Chemotherapy, which aims to control and treat cancer, has an impact on the patients’ nutritional status. Symptoms such as nausea, vomiting, diarrhea, constipation and anorexia are possible consequences. Although some drugs can minimize the effects of this procedure, the symptoms are still a major obstacle for patients.(33. Lee HO, Lee JJ. Nutritional intervention using nutrition care process in a malnourished patient with chemotherapy side effects. Clin Nutr Res. 2015;4(1):63–7.)

Nutritional status is a very important aspect, as it has a direct influence on the evolution of cancer patients. Malnutrition is very frequent in these individuals, which may be a result of changes in metabolism caused by the disease and treatment, as well as reduced total intake and increased energy demand for tumor evolution.(44. Barbosa LB, Fortes RC, Toscano BA. Impacto de fórmulas enterais imunomoduladoras em pacientes com câncer do trato gastrointestinal enteral: uma revisão da literatura.

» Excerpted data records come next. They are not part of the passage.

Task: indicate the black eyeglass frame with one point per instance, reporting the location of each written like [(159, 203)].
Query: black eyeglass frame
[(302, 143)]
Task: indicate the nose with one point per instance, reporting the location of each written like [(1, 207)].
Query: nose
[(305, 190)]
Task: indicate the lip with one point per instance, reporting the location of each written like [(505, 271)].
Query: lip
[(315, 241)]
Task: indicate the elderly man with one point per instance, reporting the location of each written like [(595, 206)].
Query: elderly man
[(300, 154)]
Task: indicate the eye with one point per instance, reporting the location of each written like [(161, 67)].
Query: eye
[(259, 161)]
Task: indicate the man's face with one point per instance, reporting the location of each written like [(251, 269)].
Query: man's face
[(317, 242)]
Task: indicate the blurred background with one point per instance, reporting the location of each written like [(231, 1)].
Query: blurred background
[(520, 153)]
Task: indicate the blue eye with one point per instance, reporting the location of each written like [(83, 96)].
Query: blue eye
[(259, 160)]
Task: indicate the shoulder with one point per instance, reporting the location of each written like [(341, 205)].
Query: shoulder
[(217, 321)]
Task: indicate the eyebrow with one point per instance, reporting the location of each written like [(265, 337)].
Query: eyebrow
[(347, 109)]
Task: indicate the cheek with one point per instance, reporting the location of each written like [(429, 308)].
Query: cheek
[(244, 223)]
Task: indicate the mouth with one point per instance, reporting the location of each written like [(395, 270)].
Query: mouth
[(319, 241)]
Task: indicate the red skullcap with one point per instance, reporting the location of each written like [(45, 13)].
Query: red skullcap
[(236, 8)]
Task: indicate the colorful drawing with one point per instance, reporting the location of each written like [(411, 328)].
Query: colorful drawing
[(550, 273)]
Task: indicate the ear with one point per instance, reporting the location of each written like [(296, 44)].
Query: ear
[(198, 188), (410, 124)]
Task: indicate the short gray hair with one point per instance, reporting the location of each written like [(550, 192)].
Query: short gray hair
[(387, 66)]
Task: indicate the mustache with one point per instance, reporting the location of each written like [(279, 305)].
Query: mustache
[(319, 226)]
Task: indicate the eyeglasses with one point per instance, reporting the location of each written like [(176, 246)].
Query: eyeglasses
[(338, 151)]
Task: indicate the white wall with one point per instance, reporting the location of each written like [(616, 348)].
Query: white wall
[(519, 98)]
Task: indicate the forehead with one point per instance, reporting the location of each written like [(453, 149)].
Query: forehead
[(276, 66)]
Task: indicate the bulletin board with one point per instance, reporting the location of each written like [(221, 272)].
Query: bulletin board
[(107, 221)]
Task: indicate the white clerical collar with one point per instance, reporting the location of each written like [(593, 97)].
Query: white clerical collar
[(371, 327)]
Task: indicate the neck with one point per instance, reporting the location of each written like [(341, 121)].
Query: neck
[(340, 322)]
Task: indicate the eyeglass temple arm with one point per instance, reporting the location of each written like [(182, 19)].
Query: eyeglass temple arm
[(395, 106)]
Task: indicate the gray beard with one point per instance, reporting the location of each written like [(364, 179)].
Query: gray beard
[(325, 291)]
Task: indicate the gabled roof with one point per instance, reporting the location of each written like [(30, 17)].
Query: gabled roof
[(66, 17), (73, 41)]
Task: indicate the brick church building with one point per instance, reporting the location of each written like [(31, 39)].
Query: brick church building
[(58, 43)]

J Health Sci Inst. 2017;35(1):49–54.)

One of the evaluation instruments to determine the nutritional status is anthropometry, which includes the evaluation of weight, height, edema, skin folds and circumferences. This instrument indicates the presence of malnutrition, eutrophy or obesity. As its method of analysis, the reference values should be compatible with the population evaluated to identify and quantify the nature and severity of nutritional diseases.(55. Vitolo MR. Nutrição: da gestação ao envelhecimento. 2a ed. revisada e ampliada. Rio de Janeiro: Rúbio LTDA; 2014.)

As an instrument for cancer patient screening, the Patient-Generated Subjective Global Assessment (PG-SGA) has 98% sensitivity and 82% specificity. It was translated into Portuguese and validated in Brazil in 2010, demonstrating its usefulness. Its use consists in the categorization of the nutritional status and screening of the degree of required professional intervention.(66. Gonzalez MC, Borges LR, Silveira DH, Assunção CF, Orlandi SP. Validação da versão em português da avaliação subjetiva global produzida pelo paciente. Rev Bras Nutr Clin. 2010;25(2):102–8.)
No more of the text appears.